Ai fini dell'applicazione della tassa automobilistica e della relativa addizionale erariale del 5 per cento, di seguito denomi- nate tassa, gli autoveicoli per trasporto di cose di cui all'articolo 2, primo comma, lettera d-bis), del D.P.R. 5 febbraio 1953, n. 39, aggiunta dall'articolo 1, sono suddivisi nelle classi indicate nella tabella A annessa al presente decreto.
La tassa per ciascuna classe degli autoveicoli per trasporto di cose di cui al comma 1 non puo' essere determinata in misura inferiore agli importi minimi indicati in ECU nella tabella di cui al medesimo comma 1.
L'esercizio della facolta' di cui all'articolo 24, comma 1, del decreto legislativo 30 dicembre 1992, n. 504, non puo' comportare una misura della tassa inferiore agli importi minimi di cui al comma 2.
Per gli autoveicoli per trasporto di cose muniti, all'asse o agli assi motore, di sospensione pneumatica o di sospensione riconosciuta ad essa equivalente, come definite ai punti 1 e 2 dell'allegato III al decreto del Ministero dei trasporti del 22 gennaio 1988, n. 78, aggiunto dall'articolo 6 del decreto del Ministero dei trasporti del 28 settembre 1993, pubblicato nella Gazzetta Ufficiale della Repubblica italiana del 7 ottobre 1993, n. 236, concernente l'attuazione della direttiva n. 92/7/CEE del Consiglio del 10 febbraio 1992, la tassa e' ridotta del 20 per cento, fermo restando quanto previsto dal comma 2.
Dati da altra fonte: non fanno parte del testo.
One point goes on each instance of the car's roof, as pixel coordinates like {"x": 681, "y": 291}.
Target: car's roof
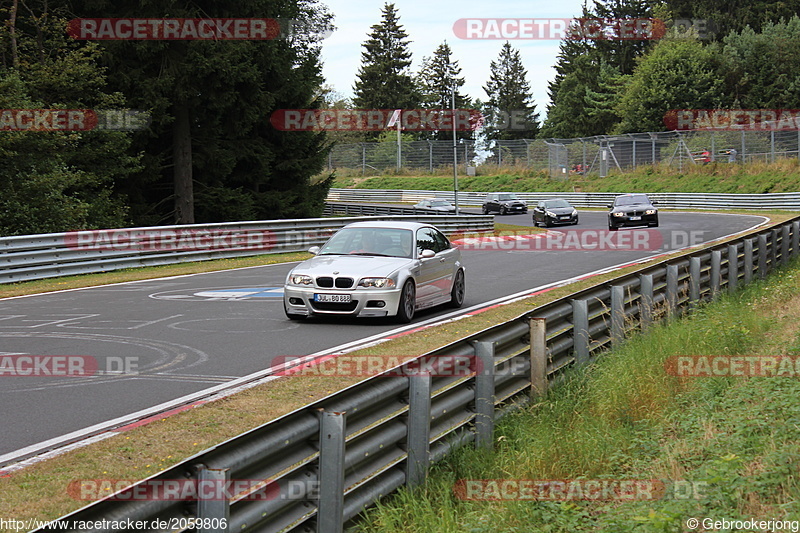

Ai fini dell'applicazione della riduzione prevista al comma 4, qualora la presenza di sospensione pneumatica o ad essa riconosciuta equivalente, sull'asse o sugli assi motore, non sia annotata sulla carta di circolazione, gli interessati dovranno avanzare apposita istanza ad un ufficio provinciale della motorizzazione civile e dei trasporti in concessione, ai fini di ottenere l'aggiornamento della carta di circolazione. La direzione generale della motorizzazione civile e dei trasporti in concessione emanera' le conseguenti disposizioni attrattive.